Schüler und Studierende nutzen die Räume aber auch als Co-Working-Space, um Hausaufgaben zu erledigen oder Seminararbeiten zu besprechen. 

Ein vergleichbares Projekt gibt es den Capco-Experten zufolge auch in der Bundeshauptstadt. Die Berliner Sparkasse versuche mit ihrem "Klub zur hohen Kante" ebenfalls junge Verbraucher anzulocken. Das sei auch deshalb besonders wichtig, weil gerade diese schneller für Digitalangebote und einen Bankwechsel zu gewinnen ist. 

Vorreiterfiliale für ältere Kunden

Aber auch für ältere Kunde gibt es bereits ein entsprechendes Modell: So habe die Sparkasse Göttingen mit ihrer "Best Zeit"-Niederlassung ein Vorreiterprojekt an den Start gebracht, dessen Angebot auf Menschen ab 50 zugeschnitten ist. "Die Schwerpunkte dort liegen auf den Themen Umstrukturierung der Altersvorsorge, Ruhestandsplanung und Vermögensübergang." 

Auch andere, spezifischere Angebote werden häufiger genutzt als gewöhnliche Zweigstellen. "In Berlin sind hoch frequentierte Filialen der Deutschen Bank häufig jene, deren migrantische Mitarbeiter Beratung in verschiedenen Sprachen anbieten können", schreiben Geiseler und Neumüller. 

Geno-Banken und Sparkassen kooperieren

Andernorts suchen Institute verschiedener Bankengruppen den Schulterschluss, um weiterhin ihre Geschäftsstellen mit geringerem Personal- und Kosteneinsatz betreiben zu können. 2019 eröffneten zum Beispiel die Frankfurter Volksbank und die Taunus Sparkasse mit ihrem ersten sogenannten Finanzpunkt eine gemeinsame Filiale. In insgesamt 26 Niederlassungen im Hochtaunus- und im Main-Taunus-Kreis bieten die beiden Institute mittlerweile ihre Dienstleistungen unter einem gemeinsamen Dach an. 

Ein Lichtsignal gibt Auskunft, Bankberater welcher Bank am jeweiligen Tag für Kunden zur Verfügung stehen. Rot steht dabei für die Sparkasse, blau für die Volksbank. Auch Geldautomaten beider Häuser stehen zur Verfügung. "Die Technik ist strickt DSGVO-konform getrennt. Lediglich Bildschirm und Dockingstation am Welcome-Cube werden gemeinsam genutzt", berichtete Michael Sudahl im "Bankmagazin" im November 2019 über die Vorstellung des neuen Filialkonzepts. 

Andere Häuser folgen bereits diesem Beispiel.
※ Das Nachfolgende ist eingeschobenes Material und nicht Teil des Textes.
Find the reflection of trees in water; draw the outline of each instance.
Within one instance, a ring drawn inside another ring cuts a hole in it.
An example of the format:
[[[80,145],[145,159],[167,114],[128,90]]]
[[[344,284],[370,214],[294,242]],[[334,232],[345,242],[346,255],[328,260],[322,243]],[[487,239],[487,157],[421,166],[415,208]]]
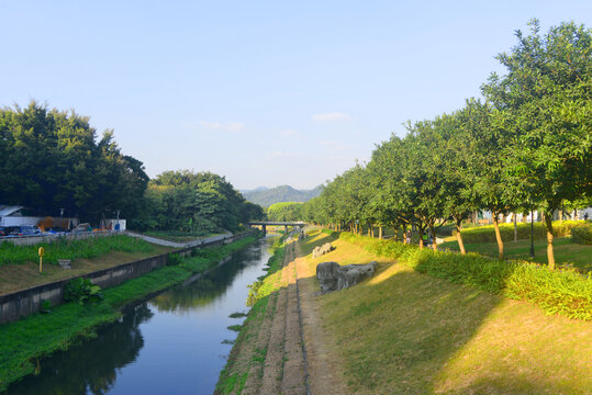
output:
[[[102,395],[116,380],[116,369],[135,361],[144,347],[139,324],[153,316],[144,303],[121,323],[107,326],[94,339],[41,361],[41,373],[11,386],[8,394]]]
[[[154,297],[150,302],[159,312],[187,312],[194,307],[205,306],[224,294],[238,272],[246,267],[257,264],[261,255],[263,249],[258,244],[255,248],[237,251],[228,262],[216,267],[196,282],[175,287]]]

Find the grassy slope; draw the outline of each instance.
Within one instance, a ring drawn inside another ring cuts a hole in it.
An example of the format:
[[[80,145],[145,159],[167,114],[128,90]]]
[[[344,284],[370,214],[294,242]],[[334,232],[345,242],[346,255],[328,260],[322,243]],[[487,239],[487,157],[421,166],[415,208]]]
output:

So arbeiten unter anderem die Sparkasse Oberpfalz Nord und die Raiffeisenbank Oberpfalz Nordwest sowie die Volksbank Main-Tauber und die Sparkasse Tauberfranken in gemeinsamen Repräsentanzen. 
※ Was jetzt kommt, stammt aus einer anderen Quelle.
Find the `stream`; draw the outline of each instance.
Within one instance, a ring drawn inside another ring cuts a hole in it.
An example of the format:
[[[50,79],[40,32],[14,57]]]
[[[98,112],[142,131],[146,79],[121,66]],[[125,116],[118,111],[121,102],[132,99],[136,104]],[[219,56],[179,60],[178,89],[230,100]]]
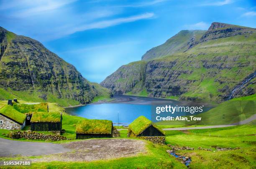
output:
[[[190,158],[188,158],[188,159],[187,157],[187,159],[186,159],[185,156],[179,156],[174,153],[171,152],[170,153],[170,154],[172,156],[176,158],[179,159],[182,159],[182,160],[183,162],[182,163],[185,164],[187,167],[188,167],[188,165],[189,165],[189,164],[190,164],[190,162],[191,162],[191,159]]]
[[[245,80],[243,80],[243,83],[241,85],[240,85],[240,86],[235,87],[234,88],[234,89],[233,89],[233,90],[232,90],[232,92],[231,92],[230,94],[230,96],[229,96],[228,99],[228,100],[229,100],[233,98],[233,94],[234,94],[234,93],[235,92],[237,91],[238,89],[242,87],[244,85],[244,84],[245,84],[246,83],[250,81],[251,80],[253,79],[254,77],[255,77],[256,76],[256,72],[254,72],[253,73],[249,75],[249,77],[247,77],[247,79],[246,79]]]

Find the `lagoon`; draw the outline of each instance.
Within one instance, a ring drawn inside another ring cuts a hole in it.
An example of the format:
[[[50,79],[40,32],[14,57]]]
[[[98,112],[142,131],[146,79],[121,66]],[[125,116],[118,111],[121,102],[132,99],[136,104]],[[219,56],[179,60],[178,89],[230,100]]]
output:
[[[114,123],[129,124],[141,115],[151,119],[151,112],[155,109],[155,107],[157,105],[191,106],[202,104],[191,102],[133,96],[114,95],[113,98],[115,100],[111,102],[97,102],[83,106],[67,108],[66,109],[67,113],[71,115],[90,119],[108,119],[112,120]],[[205,108],[203,112],[211,107]]]

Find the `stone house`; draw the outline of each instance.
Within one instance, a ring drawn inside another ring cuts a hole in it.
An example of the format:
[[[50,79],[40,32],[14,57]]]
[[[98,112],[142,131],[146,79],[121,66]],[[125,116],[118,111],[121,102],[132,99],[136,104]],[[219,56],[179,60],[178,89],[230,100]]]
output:
[[[21,114],[24,115],[23,118],[18,119],[12,117],[12,116],[8,116],[8,114],[0,113],[0,129],[8,130],[22,129],[25,126],[26,116]]]
[[[113,137],[112,121],[96,119],[84,119],[77,125],[77,139]]]
[[[133,121],[128,127],[128,137],[136,137],[154,143],[164,144],[165,134],[156,124],[143,116]]]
Angebote an Megatrends ausrichten

Letztlich können aber auch Megatrends wie ESG (Environment/Umwelt, Social/soziale Gerechtigkeit und Governance/gute Unternehmensführung) dem Angebot der Banken vor Ort eine ganz neuen Charakter geben, meinen Geiseler und Neumüller: 

Die Filiale könnte auch als Treffpunkt für grüne Initiativen bei Geschäften mit Firmenkunden dienen. Vermehrt wird es darum gehen, kleine und mittlere Betriebe (KMU) bei Fragen rund um die nachhaltige Ausgestaltung ihres Geschäfts zu beraten und Investitionen zu lenken. Die Filiale muss hier die eigenen Ansprüche spiegeln, um als Berater zur Transformation wahrgenommen zu werden."